Un control antiblanqueo sin fisuras

Entre las obligaciones que la legislación antiblanqueo impone a la banca figura un férreo y exhaustivo control sobre determinados datos de identidad personal y actividad económica de los clientes. La norma establece que antes del próximo 30 de abril, las entidades financieras deberán contar con el DNI escaneado y un justificante de actividad de toda su clientela, tanto personas jurídicas como físicas. Una vez transcurrido ese plazo, los bancos tendrán que bloquear las cuentas de aquellos usuarios que no hayan entregado esa información. La severidad de la medida ha obligado al sector financiero a apurarse para recabar los últimos datos y cumplir así a tiempo con esos requisitos. No en vano, la banca española gestiona unos 80 millones de cuentas bancarias, de los que 50 se corresponden con clientes particulares.

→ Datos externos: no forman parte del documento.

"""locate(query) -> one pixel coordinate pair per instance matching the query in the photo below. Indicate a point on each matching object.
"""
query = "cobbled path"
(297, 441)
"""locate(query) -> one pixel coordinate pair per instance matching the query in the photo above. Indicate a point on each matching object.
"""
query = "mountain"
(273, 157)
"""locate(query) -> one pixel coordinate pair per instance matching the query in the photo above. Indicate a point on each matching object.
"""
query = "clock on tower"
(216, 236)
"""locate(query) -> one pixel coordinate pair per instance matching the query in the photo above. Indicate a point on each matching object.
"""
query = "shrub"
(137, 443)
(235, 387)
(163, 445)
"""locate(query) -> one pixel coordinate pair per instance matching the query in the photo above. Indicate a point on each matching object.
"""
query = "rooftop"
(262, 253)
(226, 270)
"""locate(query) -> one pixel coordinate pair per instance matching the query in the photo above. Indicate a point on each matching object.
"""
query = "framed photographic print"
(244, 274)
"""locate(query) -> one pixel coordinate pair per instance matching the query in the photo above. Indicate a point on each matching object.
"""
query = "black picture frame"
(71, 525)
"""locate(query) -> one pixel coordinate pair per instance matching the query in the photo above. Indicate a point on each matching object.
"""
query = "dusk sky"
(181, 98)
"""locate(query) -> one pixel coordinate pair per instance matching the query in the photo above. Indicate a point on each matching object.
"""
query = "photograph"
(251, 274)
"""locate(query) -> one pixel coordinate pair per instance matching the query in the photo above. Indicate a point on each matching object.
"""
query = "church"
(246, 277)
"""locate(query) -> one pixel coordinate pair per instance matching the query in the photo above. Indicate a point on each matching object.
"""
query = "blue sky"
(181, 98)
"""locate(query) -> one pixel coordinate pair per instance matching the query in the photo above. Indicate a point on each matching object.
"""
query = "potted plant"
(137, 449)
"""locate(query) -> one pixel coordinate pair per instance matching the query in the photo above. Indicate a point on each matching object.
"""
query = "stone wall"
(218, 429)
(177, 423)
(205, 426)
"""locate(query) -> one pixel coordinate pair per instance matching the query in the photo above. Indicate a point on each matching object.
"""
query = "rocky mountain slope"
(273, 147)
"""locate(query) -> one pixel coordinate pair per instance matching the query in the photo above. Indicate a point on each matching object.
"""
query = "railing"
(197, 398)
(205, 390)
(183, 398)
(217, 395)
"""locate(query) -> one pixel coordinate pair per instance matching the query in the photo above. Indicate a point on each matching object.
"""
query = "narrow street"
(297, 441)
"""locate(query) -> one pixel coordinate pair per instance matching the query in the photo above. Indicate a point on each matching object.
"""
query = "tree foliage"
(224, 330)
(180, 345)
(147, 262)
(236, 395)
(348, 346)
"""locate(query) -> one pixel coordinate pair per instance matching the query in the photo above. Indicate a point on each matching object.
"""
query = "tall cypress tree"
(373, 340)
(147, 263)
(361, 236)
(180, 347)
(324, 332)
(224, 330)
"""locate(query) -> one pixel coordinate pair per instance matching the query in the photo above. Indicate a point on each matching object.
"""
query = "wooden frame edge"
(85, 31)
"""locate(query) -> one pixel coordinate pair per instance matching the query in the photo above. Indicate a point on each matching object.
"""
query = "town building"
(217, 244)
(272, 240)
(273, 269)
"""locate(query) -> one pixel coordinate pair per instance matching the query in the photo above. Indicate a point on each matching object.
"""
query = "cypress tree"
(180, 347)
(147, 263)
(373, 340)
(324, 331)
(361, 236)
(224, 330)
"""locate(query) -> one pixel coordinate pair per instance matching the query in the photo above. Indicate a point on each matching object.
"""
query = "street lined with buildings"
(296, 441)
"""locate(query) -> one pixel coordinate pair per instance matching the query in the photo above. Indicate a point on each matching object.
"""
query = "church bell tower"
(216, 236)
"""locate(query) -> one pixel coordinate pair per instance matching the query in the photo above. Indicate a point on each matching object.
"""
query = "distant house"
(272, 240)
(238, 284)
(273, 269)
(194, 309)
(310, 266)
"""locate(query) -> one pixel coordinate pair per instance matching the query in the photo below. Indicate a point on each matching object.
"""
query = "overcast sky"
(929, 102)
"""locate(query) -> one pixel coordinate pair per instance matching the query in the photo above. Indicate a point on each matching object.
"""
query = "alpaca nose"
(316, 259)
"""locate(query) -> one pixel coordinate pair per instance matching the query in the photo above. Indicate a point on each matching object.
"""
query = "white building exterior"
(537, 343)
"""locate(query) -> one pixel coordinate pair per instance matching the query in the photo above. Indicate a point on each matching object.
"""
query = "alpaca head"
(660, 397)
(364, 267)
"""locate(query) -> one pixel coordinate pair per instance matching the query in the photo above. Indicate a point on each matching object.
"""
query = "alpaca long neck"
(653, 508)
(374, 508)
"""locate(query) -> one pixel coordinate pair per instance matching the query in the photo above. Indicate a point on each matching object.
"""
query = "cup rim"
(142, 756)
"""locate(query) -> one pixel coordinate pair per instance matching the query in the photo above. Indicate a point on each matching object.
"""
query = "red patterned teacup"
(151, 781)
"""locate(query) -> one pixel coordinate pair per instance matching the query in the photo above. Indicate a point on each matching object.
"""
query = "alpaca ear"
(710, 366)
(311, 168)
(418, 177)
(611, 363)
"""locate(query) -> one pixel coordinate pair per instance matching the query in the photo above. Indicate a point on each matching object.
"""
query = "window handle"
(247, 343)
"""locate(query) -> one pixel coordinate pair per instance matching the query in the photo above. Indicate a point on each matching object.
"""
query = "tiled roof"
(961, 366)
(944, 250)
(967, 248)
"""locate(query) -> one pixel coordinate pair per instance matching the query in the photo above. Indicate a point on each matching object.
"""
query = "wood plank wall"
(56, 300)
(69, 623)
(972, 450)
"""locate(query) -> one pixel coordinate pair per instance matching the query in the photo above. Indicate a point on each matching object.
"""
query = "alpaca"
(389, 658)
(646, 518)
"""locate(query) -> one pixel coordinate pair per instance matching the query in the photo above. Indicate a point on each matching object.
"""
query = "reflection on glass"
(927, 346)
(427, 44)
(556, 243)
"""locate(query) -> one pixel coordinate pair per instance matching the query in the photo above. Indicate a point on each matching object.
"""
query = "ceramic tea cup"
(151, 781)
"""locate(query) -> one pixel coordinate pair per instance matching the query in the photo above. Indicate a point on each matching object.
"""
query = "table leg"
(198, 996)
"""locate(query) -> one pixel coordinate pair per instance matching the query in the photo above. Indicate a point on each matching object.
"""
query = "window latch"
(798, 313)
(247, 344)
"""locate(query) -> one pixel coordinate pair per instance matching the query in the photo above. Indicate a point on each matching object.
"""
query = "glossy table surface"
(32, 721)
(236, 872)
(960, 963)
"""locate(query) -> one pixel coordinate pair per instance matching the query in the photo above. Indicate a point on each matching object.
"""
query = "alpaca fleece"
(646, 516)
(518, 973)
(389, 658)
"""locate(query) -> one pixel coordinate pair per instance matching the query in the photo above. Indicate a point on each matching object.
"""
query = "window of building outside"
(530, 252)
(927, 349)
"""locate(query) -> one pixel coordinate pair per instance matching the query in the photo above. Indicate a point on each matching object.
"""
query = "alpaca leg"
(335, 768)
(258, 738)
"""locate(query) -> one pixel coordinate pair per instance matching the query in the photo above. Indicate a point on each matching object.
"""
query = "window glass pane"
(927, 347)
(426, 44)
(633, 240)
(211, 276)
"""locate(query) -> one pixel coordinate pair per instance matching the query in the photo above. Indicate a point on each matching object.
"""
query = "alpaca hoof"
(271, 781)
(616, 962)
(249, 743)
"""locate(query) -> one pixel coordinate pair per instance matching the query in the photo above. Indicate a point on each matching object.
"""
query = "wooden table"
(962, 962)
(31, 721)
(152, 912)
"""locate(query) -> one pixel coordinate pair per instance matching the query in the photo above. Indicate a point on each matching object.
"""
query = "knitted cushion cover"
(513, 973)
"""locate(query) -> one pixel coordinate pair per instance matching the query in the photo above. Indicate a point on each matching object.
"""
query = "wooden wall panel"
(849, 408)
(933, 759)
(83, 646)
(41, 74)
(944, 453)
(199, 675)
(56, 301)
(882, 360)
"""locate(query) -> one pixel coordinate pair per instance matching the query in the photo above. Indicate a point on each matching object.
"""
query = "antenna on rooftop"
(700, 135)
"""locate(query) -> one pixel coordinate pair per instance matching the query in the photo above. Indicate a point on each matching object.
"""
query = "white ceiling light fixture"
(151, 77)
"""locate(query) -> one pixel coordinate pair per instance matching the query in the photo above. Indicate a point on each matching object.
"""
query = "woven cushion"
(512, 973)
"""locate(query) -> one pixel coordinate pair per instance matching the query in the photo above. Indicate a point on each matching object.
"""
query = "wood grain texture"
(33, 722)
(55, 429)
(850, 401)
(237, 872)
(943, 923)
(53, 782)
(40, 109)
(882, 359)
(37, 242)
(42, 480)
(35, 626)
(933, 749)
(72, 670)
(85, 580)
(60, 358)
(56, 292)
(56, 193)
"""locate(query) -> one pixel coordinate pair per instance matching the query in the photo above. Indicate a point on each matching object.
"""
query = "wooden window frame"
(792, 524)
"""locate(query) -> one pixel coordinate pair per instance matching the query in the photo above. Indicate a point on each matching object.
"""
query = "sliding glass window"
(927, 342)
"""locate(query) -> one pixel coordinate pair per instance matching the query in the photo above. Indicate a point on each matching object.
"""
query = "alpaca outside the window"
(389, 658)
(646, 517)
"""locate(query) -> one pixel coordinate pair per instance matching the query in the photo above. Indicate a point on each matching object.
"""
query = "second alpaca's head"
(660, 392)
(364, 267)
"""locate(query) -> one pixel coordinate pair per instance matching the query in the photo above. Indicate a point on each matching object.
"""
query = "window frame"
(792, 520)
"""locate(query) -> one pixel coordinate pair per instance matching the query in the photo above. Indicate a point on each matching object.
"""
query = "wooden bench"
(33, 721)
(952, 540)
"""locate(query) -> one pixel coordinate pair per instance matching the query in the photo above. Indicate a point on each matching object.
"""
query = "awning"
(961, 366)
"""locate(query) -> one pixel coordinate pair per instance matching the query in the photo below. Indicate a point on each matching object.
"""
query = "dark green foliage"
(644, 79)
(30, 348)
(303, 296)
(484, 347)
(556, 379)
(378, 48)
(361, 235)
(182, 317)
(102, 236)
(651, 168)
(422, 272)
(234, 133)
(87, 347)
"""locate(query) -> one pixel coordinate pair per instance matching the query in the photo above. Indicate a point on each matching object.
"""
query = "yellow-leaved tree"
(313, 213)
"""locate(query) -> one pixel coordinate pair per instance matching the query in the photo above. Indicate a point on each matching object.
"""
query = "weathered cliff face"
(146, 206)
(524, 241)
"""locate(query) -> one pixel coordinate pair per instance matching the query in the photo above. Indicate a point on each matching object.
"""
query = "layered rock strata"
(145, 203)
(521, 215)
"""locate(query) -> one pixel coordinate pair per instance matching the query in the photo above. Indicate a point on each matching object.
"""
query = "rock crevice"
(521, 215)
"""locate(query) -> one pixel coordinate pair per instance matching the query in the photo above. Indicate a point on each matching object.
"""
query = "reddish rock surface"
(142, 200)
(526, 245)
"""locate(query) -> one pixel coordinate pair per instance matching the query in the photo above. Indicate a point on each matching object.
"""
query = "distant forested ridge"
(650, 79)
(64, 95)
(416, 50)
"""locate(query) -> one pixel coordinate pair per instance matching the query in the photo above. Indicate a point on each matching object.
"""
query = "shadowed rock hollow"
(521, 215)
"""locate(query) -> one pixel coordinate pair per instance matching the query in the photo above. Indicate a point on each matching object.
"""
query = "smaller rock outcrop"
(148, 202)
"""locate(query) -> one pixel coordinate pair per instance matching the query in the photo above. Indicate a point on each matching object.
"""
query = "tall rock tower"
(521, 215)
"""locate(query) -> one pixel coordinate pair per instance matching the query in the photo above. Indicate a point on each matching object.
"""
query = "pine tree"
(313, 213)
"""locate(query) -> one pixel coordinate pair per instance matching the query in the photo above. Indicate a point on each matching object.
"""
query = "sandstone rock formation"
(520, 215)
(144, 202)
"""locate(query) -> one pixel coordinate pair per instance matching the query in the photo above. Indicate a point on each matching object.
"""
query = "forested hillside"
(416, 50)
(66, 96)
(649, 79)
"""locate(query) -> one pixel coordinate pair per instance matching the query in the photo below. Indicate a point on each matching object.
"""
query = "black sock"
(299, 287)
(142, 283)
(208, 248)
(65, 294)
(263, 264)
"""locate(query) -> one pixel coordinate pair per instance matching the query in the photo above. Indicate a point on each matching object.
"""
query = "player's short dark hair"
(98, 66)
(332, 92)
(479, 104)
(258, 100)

Pese a que la ley antiblanqueo entró en vigor hace ya cinco años, a día de hoy todavía restan por revisar y actualizar los datos ligados a entre un 10% y un 15% del total de las cuentas. Una información que incluye desde documentos de identificación personal (DNI, tarjeta de residencia o pasaporte), hasta un justificante de la nómina, el pago de los seguros sociales o el IVA. La proximidad del plazo que da la ley para cumplir con este deber, unida a la arraigada costumbre española de atender requerimientos y trámites a última hora, ha provocado en los últimos dos meses una intensificación de las comunicaciones de las entidades a los particulares y empresas recordándoles la obligación de actualizar la información y las consecuencias de no hacerlo. El tono imperativo de algunos de esos avisos se ha traducido en un cierto y lógico malestar entre la clientela, especialmente la ligada desde hace años a su entidad.

Pese a que los tiempos y los modos puedan siempre optimizarse, la gravedad de los delitos de blanqueo de capitales y financiación de actividades terroristas resulta indudable y exige que los Estados cuenten con una legislación lo suficientemente severa como para no dejar resquicios a irregularidades. Ello hace absolutamente inexcusable –aunque pueda ser incómodo y gravoso– el cumplimiento de trámites como el que ultima en este momento el sector financiero español. Pese a todo, la eficacia de las leyes no depende únicamente de su rigor sobre el papel, sino de la efectividad con que se apliquen. Una reflexión que resulta inevitable al hilo de escándalos como el que rodea en estos momentos a la entidad andorrana BPA y a su filial española, Banco Madrid. Aunque Europa cuenta con una normativa severa y común sobre prevención de blanqueo de capitales, resulta preocupante que la voz de alarma que ha destapado esta trama haya provenido de las autoridades de Estados Unidos. Una seria razón para exigir no solo una legislación antiblanqueo sin fisuras, sino una supervisión igualmente firme de su cumplimiento.